In the future, however, CMS will explore “new vaccine measures that capture information about whether parents and families were informed about vaccine choices, vaccine safety and side effects, and alternative vaccine schedules,” according to the letter.

The change comes amid efforts by US Health and Human Services (HHS) Secretary Robert F. Kennedy Jr.’s efforts to restrict access to vaccines. The Trump administration in December issued a memo to HHS officials to alter the US child immunization schedule, which currently protects against 18 life-threatening diseases, to resemble that of Denmark, which protects children against 10 diseases.

The Centers for Disease Control and Prevention (CDC) in December also stopped recommending the hepatitis B vaccine for all newborns, instead recommending the vaccine for infants whose mothers test positive for hepatitis B or whose infection status is unknown.

Burdensome regulations, ‘red tape’ 

Tracking childhood immunization data is important, because it can help researchers and policymakers identify trends and problems in vaccine access, said Joshua M. Sharfstein, MD, a professor at the Johns Hopkins Bloomberg School of Public Health.

“If CMS makes this change, it will become harder to understand gaps in vaccination that leave communities exposed to outbreaks of serious and even deadly infectious diseases,” Sharfstein told CIDRAP News. 

A spokesman for HHS declined to answer emailed questions about the CMS letter, instead referring CIDRAP News to Kennedy’s December 31 post on X, the social media platform.

“Government bureaucracies should never coerce doctors or families into accepting vaccines or penalize physicians for respecting patient choice,” Kennedy wrote. “That practice ends now. Under the Trump administration, HHS will protect informed consent, respect religious liberty, and uphold medical freedom.”

The letter from CMS states that the agency, “does not tie payment to performance on immunization quality measures in Medicaid and CHIP at the federal level.”

Although states can use quality measures such as immunization rates as part of payment incentive programs, CMS said in the letter that it “strongly discourages” states from basing payment on immunization levels.

If CMS makes this change, it will become harder to understand gaps in vaccination that leave communities exposed to outbreaks of serious and even deadly infectious diseases.

Thomas Nguyen, DO, a pediatrician in Canton, Ohio, said he has no intention of counseling parents to follow “alternative vaccine schedules.” Nguyen said he follows the practice recommendations of the American Academy of Pediatrics because the organization’s advice is based on rigorous science.

“Why would I discuss an alternative vaccine schedule if I don't recommend it?” said Nguyen, who estimates that 25% to 30% of his patients are covered by Medicaid.

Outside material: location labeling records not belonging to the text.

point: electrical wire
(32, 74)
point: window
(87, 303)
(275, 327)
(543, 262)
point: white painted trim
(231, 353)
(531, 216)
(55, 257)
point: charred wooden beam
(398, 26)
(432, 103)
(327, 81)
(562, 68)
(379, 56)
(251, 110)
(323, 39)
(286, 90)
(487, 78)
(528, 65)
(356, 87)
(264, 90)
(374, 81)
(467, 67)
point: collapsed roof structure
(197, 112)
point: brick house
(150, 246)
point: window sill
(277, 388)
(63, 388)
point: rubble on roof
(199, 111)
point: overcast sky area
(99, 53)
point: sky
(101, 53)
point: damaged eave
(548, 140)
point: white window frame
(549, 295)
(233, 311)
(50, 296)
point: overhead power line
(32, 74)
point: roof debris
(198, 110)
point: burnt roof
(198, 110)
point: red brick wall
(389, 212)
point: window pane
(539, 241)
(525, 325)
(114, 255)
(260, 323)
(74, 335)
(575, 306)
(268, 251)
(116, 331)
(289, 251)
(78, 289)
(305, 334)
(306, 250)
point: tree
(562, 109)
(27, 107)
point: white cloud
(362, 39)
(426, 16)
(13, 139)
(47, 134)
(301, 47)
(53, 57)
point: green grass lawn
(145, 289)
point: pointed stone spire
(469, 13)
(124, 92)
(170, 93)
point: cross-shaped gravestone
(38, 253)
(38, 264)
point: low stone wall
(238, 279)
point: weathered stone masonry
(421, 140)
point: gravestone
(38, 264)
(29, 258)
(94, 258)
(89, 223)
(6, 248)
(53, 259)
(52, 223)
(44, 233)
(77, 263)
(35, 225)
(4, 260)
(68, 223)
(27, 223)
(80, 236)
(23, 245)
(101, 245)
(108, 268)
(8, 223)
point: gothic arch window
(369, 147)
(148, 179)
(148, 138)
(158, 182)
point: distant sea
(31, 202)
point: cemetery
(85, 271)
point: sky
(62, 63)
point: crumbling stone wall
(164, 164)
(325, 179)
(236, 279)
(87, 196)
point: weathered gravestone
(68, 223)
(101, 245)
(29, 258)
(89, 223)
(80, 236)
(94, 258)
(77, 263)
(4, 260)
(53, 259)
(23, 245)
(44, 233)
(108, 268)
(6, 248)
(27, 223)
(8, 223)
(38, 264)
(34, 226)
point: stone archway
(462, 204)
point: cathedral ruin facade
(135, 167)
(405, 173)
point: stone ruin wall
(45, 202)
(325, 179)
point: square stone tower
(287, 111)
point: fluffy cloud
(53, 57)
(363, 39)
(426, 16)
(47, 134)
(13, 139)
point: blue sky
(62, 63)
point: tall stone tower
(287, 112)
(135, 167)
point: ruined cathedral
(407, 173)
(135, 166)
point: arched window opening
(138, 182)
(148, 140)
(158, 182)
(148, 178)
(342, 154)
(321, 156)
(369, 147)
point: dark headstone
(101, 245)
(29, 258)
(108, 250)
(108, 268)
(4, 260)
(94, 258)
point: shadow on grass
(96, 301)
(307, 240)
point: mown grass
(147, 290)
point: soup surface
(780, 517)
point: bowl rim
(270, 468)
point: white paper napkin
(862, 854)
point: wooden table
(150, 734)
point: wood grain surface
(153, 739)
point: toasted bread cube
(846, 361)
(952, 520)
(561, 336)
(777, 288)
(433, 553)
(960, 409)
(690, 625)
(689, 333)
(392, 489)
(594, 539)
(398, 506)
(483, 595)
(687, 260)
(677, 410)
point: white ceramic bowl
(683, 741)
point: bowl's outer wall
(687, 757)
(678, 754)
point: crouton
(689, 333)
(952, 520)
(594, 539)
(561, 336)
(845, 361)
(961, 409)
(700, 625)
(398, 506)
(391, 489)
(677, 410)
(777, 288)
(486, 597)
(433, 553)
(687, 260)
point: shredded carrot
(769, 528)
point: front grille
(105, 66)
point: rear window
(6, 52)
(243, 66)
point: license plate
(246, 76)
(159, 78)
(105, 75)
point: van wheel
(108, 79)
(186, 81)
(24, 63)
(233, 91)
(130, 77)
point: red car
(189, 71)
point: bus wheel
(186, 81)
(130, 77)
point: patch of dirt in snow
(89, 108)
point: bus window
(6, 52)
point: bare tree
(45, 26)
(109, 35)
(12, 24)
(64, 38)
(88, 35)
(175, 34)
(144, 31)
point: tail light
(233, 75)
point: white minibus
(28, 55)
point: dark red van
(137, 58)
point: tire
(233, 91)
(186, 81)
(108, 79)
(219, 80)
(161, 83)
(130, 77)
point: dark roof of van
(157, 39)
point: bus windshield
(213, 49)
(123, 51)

Nguyen said he’s concerned that burdensome regulations or “red tape” could dissuade pediatricians from accepting Medicaid insurance plans, which typically reimburse doctors at a lower rate than private insurance. 

Reducing data collection

The Trump administration has stopping collecting data on other key health measures such as whether people have a reliable source of healthy food. 

Other government agencies also collect data on vaccination. For example, the CDC conducts the National Interview Surveys.

Surveying the needs of children covered by Medicaid is important, Nguyen said, because these children are more vulnerable than others. Research shows that kids covered by Medicaid often have greater barriers to care—such as a lack of reliable transportation—than children who are privately insured.

“These are the poorest, most disadvantaged patients,” Nguyen said.